Semua penari sudah masuk ke dalam bus biru itu. Pintunya segera
tertutup setelah penari terakhir masuk. Sementara Dipta masih di tempatnya. Ia
menghadap bus itu memelas. Ia tak percaya dengan apa yang baru saja terjadi
hari ini. Apakah cintanya akan berakhir begitu saja? Dengan cara seperti ini?
Mesin bus itu mulai terdengar. Lalu, ketika bus itu mulai bergerak,
Dipta sadar. Dia tidak bisa kehilangan Kauki. Dia harus mengejarnya. Tapi, bus
itu telalu kencang, kecepatan kakinya tak sebanding dengan laju mesin kendaraan
itu. Bus semakin tak terkejar, dan menghilang. Cintanya memang harus dilepaskan.
Tapi di antara deru hujan yang menhujam tanah itu, Dipta mendengar
tapak sepatu yang beradu dengan aspal jalan yang keras. Suara itu kian dekat. Dipta
berbalik, dan mendapati Kara berlari di depan sana. Kara. Bukan, Kauki, dia
kembali. Kauki begitu saja menghambur ke tubuh Dipta yang terpaku. Ia memeluk Dipta
dengan nafas tersengal. Dipta mengangkat wajah Kauki yang ia sembunyikan di
dada Dipta. Di antara bulir air yang menghujani wajah ayu Kauki, Dipta bisa
melihat jelas airmata yang mengalir dari mata indah kekasihnya itu.

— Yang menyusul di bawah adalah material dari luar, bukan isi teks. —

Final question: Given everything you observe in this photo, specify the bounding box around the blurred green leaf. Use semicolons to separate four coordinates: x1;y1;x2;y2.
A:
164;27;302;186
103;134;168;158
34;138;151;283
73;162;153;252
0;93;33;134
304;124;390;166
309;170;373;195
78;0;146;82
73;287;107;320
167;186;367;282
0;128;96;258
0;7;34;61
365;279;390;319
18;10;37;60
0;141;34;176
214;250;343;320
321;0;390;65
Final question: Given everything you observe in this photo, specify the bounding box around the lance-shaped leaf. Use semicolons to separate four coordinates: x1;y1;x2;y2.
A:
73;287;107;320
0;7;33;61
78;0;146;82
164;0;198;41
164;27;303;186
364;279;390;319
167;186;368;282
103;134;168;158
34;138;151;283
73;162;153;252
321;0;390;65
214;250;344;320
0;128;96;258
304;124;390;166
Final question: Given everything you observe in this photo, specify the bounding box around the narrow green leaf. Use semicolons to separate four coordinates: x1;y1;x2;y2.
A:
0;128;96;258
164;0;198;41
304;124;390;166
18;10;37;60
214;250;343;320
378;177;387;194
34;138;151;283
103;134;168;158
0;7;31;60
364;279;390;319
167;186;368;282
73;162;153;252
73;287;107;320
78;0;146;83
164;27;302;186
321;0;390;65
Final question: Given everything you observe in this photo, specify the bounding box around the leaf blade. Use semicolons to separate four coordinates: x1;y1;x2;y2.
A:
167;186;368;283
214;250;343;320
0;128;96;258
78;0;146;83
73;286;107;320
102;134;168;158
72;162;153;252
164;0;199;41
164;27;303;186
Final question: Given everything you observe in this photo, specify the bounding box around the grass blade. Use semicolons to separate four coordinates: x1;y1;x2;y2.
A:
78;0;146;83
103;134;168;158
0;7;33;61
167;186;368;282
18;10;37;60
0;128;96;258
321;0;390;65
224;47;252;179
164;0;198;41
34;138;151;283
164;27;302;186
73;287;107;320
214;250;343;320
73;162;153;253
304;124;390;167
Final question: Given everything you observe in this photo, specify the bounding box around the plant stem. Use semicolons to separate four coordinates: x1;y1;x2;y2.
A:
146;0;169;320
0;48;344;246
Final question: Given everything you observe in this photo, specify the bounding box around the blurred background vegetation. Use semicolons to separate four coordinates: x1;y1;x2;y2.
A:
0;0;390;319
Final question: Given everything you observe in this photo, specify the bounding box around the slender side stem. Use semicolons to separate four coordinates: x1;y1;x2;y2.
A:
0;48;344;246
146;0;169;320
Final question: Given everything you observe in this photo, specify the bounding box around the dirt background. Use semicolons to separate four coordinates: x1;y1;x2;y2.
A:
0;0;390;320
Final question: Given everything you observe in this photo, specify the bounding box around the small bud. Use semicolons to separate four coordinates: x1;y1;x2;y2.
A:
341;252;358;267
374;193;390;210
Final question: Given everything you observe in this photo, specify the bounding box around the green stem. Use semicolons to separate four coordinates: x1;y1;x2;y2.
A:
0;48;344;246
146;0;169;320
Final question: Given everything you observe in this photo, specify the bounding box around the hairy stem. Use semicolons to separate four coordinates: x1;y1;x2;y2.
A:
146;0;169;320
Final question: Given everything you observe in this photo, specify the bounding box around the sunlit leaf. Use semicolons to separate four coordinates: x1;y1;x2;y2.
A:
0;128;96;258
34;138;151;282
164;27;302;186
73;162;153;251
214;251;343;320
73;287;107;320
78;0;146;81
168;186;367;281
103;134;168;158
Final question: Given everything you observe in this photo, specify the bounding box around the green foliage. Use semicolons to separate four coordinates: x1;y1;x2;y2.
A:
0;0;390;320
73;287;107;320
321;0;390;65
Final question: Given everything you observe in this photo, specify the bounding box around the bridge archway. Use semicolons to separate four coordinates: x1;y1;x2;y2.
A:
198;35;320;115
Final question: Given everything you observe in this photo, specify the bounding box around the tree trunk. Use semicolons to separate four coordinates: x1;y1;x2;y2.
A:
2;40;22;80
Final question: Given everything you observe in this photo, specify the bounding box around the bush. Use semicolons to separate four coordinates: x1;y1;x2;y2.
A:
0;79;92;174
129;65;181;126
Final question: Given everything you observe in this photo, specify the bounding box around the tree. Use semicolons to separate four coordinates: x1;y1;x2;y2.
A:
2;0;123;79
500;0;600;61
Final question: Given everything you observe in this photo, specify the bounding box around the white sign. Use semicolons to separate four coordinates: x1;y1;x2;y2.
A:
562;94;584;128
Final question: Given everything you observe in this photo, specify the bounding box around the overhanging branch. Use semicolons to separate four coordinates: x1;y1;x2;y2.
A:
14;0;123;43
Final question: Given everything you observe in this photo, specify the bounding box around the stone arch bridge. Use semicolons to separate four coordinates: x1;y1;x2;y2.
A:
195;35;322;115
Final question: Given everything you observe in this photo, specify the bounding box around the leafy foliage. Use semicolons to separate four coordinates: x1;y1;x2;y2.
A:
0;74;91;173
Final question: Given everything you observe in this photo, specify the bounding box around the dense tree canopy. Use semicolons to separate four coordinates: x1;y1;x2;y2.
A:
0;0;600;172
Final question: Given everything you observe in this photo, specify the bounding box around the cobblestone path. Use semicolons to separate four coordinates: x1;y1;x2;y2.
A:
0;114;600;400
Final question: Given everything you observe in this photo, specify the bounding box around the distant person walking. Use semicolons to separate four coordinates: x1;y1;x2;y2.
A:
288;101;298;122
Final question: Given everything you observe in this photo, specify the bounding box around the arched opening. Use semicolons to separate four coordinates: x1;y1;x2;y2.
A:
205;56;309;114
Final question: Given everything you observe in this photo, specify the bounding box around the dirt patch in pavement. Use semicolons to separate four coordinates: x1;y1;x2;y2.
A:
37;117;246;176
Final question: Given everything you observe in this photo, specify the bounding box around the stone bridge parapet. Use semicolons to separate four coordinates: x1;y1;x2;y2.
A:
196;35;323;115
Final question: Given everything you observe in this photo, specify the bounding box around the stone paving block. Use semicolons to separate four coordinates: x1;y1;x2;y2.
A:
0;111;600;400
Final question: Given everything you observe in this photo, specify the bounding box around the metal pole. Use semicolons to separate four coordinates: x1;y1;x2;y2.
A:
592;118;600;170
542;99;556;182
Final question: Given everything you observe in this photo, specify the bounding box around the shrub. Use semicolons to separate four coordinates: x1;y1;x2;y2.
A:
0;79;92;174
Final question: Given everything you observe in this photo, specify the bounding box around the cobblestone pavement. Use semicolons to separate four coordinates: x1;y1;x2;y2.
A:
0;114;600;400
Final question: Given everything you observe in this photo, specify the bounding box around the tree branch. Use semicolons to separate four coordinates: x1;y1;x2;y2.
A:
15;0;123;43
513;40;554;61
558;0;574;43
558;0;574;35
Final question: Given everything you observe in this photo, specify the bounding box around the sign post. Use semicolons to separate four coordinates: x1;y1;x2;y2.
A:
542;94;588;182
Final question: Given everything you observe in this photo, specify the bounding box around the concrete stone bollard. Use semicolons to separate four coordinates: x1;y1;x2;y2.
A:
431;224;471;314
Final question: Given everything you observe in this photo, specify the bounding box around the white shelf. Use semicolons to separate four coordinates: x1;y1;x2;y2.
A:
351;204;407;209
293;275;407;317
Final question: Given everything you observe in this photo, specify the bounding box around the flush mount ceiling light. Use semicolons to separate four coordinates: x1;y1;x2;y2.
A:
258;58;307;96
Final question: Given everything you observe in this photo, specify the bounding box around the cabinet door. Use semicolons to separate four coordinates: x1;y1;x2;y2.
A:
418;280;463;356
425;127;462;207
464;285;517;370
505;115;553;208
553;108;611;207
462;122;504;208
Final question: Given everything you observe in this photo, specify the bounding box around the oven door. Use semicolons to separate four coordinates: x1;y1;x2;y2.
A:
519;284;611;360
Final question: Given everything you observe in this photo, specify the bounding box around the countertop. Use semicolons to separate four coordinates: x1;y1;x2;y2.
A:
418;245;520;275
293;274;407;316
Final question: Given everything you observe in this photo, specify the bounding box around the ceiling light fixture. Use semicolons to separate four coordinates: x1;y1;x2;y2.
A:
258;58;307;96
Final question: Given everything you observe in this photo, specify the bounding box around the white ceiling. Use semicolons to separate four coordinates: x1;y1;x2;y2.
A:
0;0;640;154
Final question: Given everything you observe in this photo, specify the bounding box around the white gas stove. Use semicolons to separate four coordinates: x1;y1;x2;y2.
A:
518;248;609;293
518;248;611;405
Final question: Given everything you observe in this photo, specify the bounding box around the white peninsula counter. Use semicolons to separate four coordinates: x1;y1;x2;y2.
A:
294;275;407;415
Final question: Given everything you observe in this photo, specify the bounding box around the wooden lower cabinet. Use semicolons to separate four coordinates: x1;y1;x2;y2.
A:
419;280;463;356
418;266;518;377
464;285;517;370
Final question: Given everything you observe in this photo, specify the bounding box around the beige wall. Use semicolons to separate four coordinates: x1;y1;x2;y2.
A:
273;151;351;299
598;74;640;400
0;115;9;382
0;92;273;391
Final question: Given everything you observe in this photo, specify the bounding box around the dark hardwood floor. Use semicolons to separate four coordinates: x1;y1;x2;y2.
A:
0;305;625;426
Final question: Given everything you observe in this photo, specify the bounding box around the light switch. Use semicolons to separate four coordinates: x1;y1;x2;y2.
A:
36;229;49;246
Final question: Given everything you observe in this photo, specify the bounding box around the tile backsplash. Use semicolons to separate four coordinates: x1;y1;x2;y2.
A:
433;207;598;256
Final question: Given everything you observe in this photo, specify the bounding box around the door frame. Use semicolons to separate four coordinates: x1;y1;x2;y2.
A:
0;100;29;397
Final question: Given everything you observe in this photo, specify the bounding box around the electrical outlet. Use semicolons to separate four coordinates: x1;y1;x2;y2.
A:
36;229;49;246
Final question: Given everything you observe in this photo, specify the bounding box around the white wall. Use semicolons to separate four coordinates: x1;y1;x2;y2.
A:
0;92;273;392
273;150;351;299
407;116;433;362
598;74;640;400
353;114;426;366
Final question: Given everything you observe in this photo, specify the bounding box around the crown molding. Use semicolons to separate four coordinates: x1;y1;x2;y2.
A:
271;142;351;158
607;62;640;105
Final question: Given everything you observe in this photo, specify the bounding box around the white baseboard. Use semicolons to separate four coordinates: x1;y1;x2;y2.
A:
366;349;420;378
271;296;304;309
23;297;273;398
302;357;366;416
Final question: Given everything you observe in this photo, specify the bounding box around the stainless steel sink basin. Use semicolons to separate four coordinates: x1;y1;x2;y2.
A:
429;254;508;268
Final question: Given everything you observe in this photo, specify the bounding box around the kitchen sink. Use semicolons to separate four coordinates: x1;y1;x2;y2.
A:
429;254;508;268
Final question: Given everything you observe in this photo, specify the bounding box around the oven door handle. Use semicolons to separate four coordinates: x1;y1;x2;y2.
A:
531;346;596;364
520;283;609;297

“Ma-af-kan a-ku....” Bibir basah itu bergerak terbata. Mata berkaca
Dipta tahu benar apa yang dikatakan wanita di depannya ini. Kauki tidak pernah
bisa mengatakan sebesar apa cintanya, tapi dia selalu bisa menunjukkannya. Seperti
apapun, dia mencoba menghindar, bahkan sampai mengganti identitasnya. Tapi,
hatinya tak bisa berbohong, ia tak tergantikan.
Di tengah rinai hujan itu, Kauki masih kembali ke dalam pelukan Dipta.